ImperialBlether · 04/10/2015 18:02

I would move out, make every effort to lose the weight then walk past his window every bloody day.

PurpleDaisies · 04/10/2015 18:03

It sounds like you have an issue with self sabotage if you can see he's not right for you but you can't bring yourself to write him off.

10 months together "wasted" vs the rest of your life? I don't get it.

AttilaTheMeerkat · 04/10/2015 18:04

"Yes, he is a sunk cost if I ditch him and that angers me. Silly but that's why I stick around".

The sunken costs fallacy makes people make poor relationship decisions like the one you wrote above. You would not have failed if you were to walk away from him.

You forget here that the damage has already been done. You would only fail your own self here if you were to stay with this person.

NeedAScarfForMyGiraffe · 04/10/2015 18:05

This reply has been deleted

Message withdrawn at poster's request.

category12 · 04/10/2015 18:05

Clearly you don't understand the point of the sunk costs fallacy. When you have wasted [how ever long] on something that is not/cannot work well for you, you need to stop sinking more into it, accept your losses up to here and the loss of face, and pull out. Better to say, I made a mistake for a few months/years than I did this shit for decades and pissed my life away.

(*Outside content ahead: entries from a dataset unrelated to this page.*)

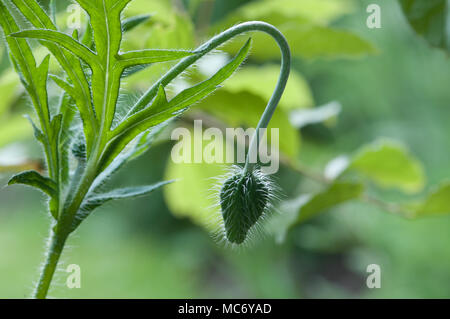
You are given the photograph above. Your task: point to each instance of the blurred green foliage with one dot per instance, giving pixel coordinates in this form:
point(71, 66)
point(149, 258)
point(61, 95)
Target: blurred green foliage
point(393, 86)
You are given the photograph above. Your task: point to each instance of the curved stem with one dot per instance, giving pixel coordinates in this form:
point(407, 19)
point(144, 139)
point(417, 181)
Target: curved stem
point(54, 253)
point(212, 44)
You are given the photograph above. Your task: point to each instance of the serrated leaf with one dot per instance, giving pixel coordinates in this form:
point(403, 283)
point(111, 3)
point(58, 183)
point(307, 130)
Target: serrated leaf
point(309, 41)
point(133, 22)
point(161, 110)
point(34, 179)
point(199, 91)
point(143, 143)
point(93, 201)
point(134, 58)
point(389, 164)
point(430, 19)
point(61, 39)
point(304, 23)
point(70, 63)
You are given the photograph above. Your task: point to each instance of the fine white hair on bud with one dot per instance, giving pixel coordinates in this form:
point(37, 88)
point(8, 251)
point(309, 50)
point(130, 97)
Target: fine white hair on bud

AttilaTheMeerkat · 04/10/2015 18:06

Sunk costs are the resources that you've put into an endeavor that you can't get back out. They are the years you spent training for a profession you hate or waiting for your commitment-phobic boyfriend to propose. They are the money you spent on redecorating your living room in the hot new style, only to find that you hate living in it.

Once you've realized that you probably won't succeed or that you are unhappy with the results, it shouldn't matter how much time and effort you've already put into something. If your job or your boyfriend have taken up some of the best years of your life, it doesn't make sense to let them use up the years you've got left. And an ugly living room is an ugly living room, no matter how much money you spent making it so.

The problem is that it doesn't feel that way. Putting in a lot only to end up with nothing to show for it is just too awful for most of us to seriously consider. We worry far too much about what we'll lose if we just move on, and not nearly enough about the costs of not moving on -- more wasted time and effort, more unhappiness and more missed opportunities.

HelenaDove · 04/10/2015 18:07

Hes a hypocrite and misogynist. Hes as thick as shit too. In my slimming world class the men always lose quicker than the women. Testosterone helps weight loss and men have more of it.

Hes a bully. Its up to you whether you lose weight or not Do it for you.

I lost ten stone and i did it for one person....ME

Hes a nasty bastard OP. And ive come across this before ....men who are overweight but expect women to be a certain dress size and look decorative for them. Male entitlement.

peacefullake05 · 04/10/2015 18:08

To be honest, I had a complete different impression of him when I first met him. As I said, he kept his views for himself. I still remember how he told me that he was more interested in the love for him etc than the physical appearance. One day he came out with something along these lines "at your current size it would be dangerous for you to have kids" . I got offended obviously.

At first he made it sound like he wanted me to lose weight purely because he says an obese woman won't produce a healthy kid.

When in fact his real concern is that if I get pregnant whilst obese I would get even bigger. I found a study showing that obese women gain less weight while pregnant than slim women, so I wouldn't double up in size most probably, like he thinks. Anyway, whatever, I am not in a hurry to have kids but he is.